Fireblocks, which is among the best known custody providers, found itself embroiled in a lawsuit with StakeHound, which alleges the custody company lost roughly $70MM of Ethereum, after the key vanished. As a result, StakeHound could not access over 38,000 ETH.

“Custody, moving forward, is going to be a major concern, and a lot of folks aren’t talking about it yet. But, I was way ahead of the curve when talking about the need for regulation to stop money laundering and malfeasance from bad actors, such as hackers, too. Right now, it is the time to take a hard look at the situation within the custody arena,” opined Gardner.

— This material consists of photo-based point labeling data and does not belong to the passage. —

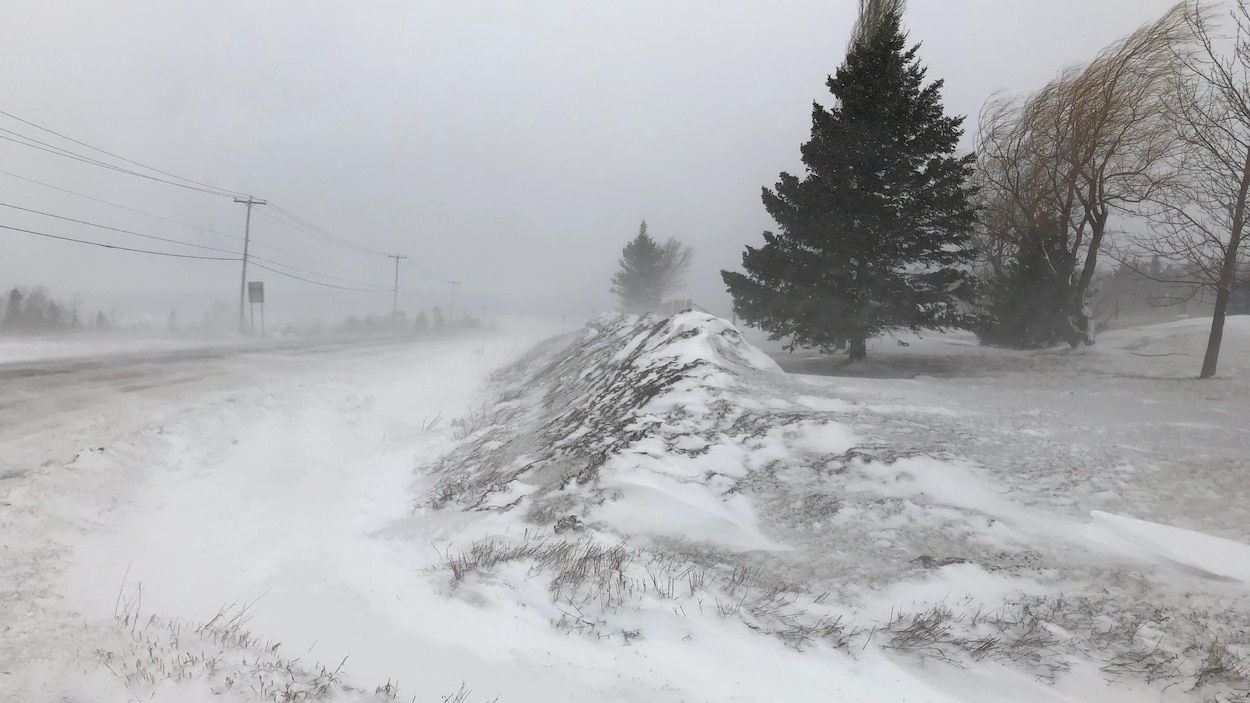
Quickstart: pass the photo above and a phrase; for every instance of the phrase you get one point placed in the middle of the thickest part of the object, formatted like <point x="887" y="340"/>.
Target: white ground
<point x="283" y="482"/>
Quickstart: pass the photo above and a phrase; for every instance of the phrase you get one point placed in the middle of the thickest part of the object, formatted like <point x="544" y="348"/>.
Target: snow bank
<point x="644" y="470"/>
<point x="636" y="427"/>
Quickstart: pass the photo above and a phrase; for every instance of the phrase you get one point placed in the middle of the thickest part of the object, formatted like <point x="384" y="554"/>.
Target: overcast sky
<point x="513" y="146"/>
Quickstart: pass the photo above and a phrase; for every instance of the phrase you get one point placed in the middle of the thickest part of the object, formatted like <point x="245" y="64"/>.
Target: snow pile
<point x="649" y="474"/>
<point x="635" y="425"/>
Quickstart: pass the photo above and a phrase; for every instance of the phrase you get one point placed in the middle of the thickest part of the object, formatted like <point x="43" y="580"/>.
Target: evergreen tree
<point x="876" y="234"/>
<point x="648" y="272"/>
<point x="1028" y="302"/>
<point x="13" y="317"/>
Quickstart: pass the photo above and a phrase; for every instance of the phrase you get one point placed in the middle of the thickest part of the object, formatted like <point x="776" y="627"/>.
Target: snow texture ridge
<point x="649" y="465"/>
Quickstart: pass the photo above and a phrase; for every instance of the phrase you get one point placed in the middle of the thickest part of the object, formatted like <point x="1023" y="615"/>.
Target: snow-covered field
<point x="640" y="510"/>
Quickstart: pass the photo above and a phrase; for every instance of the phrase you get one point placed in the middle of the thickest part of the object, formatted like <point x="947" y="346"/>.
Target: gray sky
<point x="509" y="145"/>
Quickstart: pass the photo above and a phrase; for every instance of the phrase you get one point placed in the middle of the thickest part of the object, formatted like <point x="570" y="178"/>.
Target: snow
<point x="641" y="510"/>
<point x="19" y="349"/>
<point x="1164" y="544"/>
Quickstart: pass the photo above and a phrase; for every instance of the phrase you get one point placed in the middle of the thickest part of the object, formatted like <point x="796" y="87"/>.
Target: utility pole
<point x="246" y="239"/>
<point x="453" y="308"/>
<point x="395" y="292"/>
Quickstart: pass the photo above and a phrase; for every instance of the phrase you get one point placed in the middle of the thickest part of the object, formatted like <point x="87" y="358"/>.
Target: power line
<point x="68" y="154"/>
<point x="224" y="190"/>
<point x="116" y="229"/>
<point x="235" y="254"/>
<point x="334" y="238"/>
<point x="270" y="262"/>
<point x="320" y="283"/>
<point x="120" y="207"/>
<point x="120" y="248"/>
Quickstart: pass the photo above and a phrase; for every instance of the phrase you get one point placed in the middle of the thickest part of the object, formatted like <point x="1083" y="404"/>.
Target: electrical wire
<point x="59" y="151"/>
<point x="309" y="228"/>
<point x="320" y="283"/>
<point x="235" y="254"/>
<point x="208" y="185"/>
<point x="119" y="229"/>
<point x="120" y="207"/>
<point x="121" y="248"/>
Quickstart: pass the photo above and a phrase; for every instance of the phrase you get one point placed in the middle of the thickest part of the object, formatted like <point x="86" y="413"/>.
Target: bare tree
<point x="1200" y="218"/>
<point x="1093" y="141"/>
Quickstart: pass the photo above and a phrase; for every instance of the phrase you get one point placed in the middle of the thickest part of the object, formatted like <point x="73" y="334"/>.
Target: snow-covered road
<point x="221" y="477"/>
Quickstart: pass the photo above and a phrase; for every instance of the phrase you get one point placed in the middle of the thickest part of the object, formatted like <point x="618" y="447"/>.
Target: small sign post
<point x="256" y="294"/>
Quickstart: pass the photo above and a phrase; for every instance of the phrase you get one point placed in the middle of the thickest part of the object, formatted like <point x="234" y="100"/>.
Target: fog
<point x="510" y="146"/>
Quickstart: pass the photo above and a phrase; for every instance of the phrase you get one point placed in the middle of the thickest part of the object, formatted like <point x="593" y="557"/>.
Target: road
<point x="218" y="475"/>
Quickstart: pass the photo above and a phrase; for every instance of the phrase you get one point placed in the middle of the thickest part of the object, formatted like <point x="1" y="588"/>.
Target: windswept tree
<point x="875" y="237"/>
<point x="649" y="272"/>
<point x="1200" y="219"/>
<point x="1056" y="165"/>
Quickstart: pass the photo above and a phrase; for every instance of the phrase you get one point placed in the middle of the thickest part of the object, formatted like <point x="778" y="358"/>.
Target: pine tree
<point x="876" y="235"/>
<point x="13" y="315"/>
<point x="649" y="270"/>
<point x="1028" y="302"/>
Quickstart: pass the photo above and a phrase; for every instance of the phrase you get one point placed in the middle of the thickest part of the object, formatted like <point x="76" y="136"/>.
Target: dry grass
<point x="226" y="659"/>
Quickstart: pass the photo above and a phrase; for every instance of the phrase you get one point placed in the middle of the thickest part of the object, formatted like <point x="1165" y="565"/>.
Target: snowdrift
<point x="646" y="475"/>
<point x="618" y="429"/>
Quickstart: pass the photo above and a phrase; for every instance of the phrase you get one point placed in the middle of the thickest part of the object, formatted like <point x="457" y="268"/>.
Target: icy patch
<point x="1190" y="551"/>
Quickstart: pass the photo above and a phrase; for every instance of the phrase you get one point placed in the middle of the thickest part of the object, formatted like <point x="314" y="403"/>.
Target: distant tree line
<point x="889" y="228"/>
<point x="35" y="312"/>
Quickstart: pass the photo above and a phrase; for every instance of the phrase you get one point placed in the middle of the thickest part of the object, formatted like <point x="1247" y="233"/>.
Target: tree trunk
<point x="1081" y="328"/>
<point x="859" y="349"/>
<point x="1228" y="275"/>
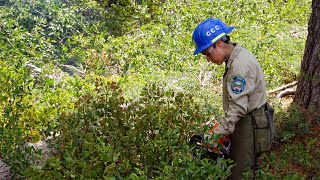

“What we’ve done… is we’ve brought one-off enforcement actions… I’m just hopeful that we set our minds to work at building something that makes sense in terms of regulatory clarity, instead of always just falling back on enforcement,” Peirce said in the interview. In another segment, she continued to say, “Given the breadth of the NFT landscape, certain pieces of it might fall within our jurisdiction… people need to be thinking about potential places where NFTs might run into the securities regulatory regime.”

“I think that what she says about the NFT landscape can certainly also be said of the custody landscape. Right now, there is a lot of room for improvement in the security mechanism. With digital assets, custody isn’t simply an administrative function. There’s more to it, particularly as it relates to ensuring that assets are safe from malfeasance and chicanery, whether by solo hackers or rogue nation states wishing to do harm to the financial system,” said Gardner.

Modulus is known throughout the financial technology segment as a leader in the development of ultra-high frequency trading systems and blockchain technologies. Modulus has provided its exchange solution to some of the industry’s most profitable digital asset exchanges, including a well-known multi-billion-dollar cryptocurrency exchange. Over the past twenty years, the company has built technology for the world’s most notable institutions, with a client list which includes NASA, NASDAQ, Goldman Sachs, Merrill Lynch, JP Morgan Chase, Bank of America, Barclays, Siemens, Shell, Yahoo!, Microsoft, Cornell University, and the University of Chicago.

“The industry, as a whole, needs competent leadership out of the regulatory bodies which are tasked with overseeing them. And, the best way to do that, is like the commissioner says — inviting the industry in, working with them to create a commonsense rulebook. It also should be done in a comprehensive way, an encompassing look at all pieces of digital assets. From stablecoins to custody and beyond,” said Gardner.